Skandal Hambalang, DPR akan gunakan hak interpelasi
Setelah BAKN menelaah hasil investigasi BPK, DPR akan panggil Presiden untuk dimintai pertanggungjawaban.
Rekomendasi Badan Akuntabilitas Keuangan Negara atau BAKN DPR agar DPR menggunakan hak bertanya atau hak interpelasi kepada pemerintah atas skandal Hambalang, bergerak cepat. Tak hanya Fraksi PDIP yang selama ini getol mempersoalkan skandal itu, tetapi juga fraksi-fraksi lain yang dikenal sebagai koalisi pemerintah.
Minggu (18/11) kemarin, Anggota Komisi III DPR dari Fraksi Partai Golkar Bambang Soesatyo menggelar jumpa pers untuk menegaskan sikap fraksinya yang menyetujui pembentukan panitia khusus DPR untuk mengusut kasus Hambalang. Pansus ini akan mendorong penggunaan hak interpelasi sebagaimana direkomendasikan BAKN.

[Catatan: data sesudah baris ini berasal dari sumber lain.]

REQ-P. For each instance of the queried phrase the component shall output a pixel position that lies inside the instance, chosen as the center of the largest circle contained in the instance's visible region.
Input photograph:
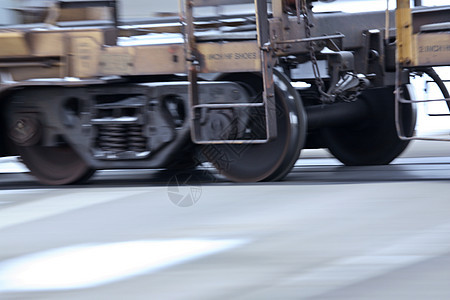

"Kita akan panggil presiden. Ini penting karena presiden sebagai penanggungjawab anggaran dan penanggungjawab negara. Dia harus menjelaskan proyek yang tadinya Rp 120 miliar menjadi triliunan rupiah," tegas Bambang.
Selain Fraksi Golkar, menurut Bambang fraksi-fraksi lain di DPR juga setuju untuk diadakan interpelasi. "Golkar mendorong hak interpelasi dalam kasus Hambalang. Beberapa fraksi juga setuju, kecuali Fraksi Demokrat," imbuhnya.
Sebelumnya, Kamis (15/11) lalu, BAKN menyampaikan hasil telaah kasus Hambalang kepada pimpinan DPR. Telaah dilakukan terhadap Laporan Hasil Investigasi (Tahap I) Pembangunan Proyek Hambalang yang diserahkan BPK kepada DPR, 30 Oktober 2012.
Menurut BAKN, BPK ragu-ragu dalam memaparkan hasil audit investigasinya. Laporan BPK menggunakan kata "dugaan", padahal hasil audit investigasi jelas menunjukkan adanya banyak penyimpangan. Meskipun demikian, setelah menelaah laporan BPK tersebut, BAKN memberikan beberapa rekomendasi kepada pimpinan DPR.
Pertama, meminta DPR menggunakan hak interpelasi atau hak bertanya kepada pemerintah untuk menjelaskan mengenai temuan penyelewengan dan penyalahgunaan wewenang. Kedua, meminta pertanggungjawaban Komisi X dan Kelompok Kerja Anggaran DPR bertanggungjawab atas proses pembahasan dan persetujuan proyek Hambalang.
Ketiga, meminta PPATK untuk melakukan penelusuran aliran dana yang menyebabkan kerugian negara sampai Rp 243,6 miliar. Indikasi kerugian ini berasal dari selisih pembayaran uang muka pekerjaan konstruksi yang sudah dilaksanakan, yakni Rp 116,93 miliar ditambah kelebihan harga pelaksanaan konstruksi Rp 126,734 miliar.
Keempat, meminta KPK menuntaskan penyidikan dan penuntutan terhadap kasus Hambalang, mengingat BPK telah membuktikan adanya penyimpangan dan penyalahgunaan wewenang oleh pejabat pengelolaan proyek.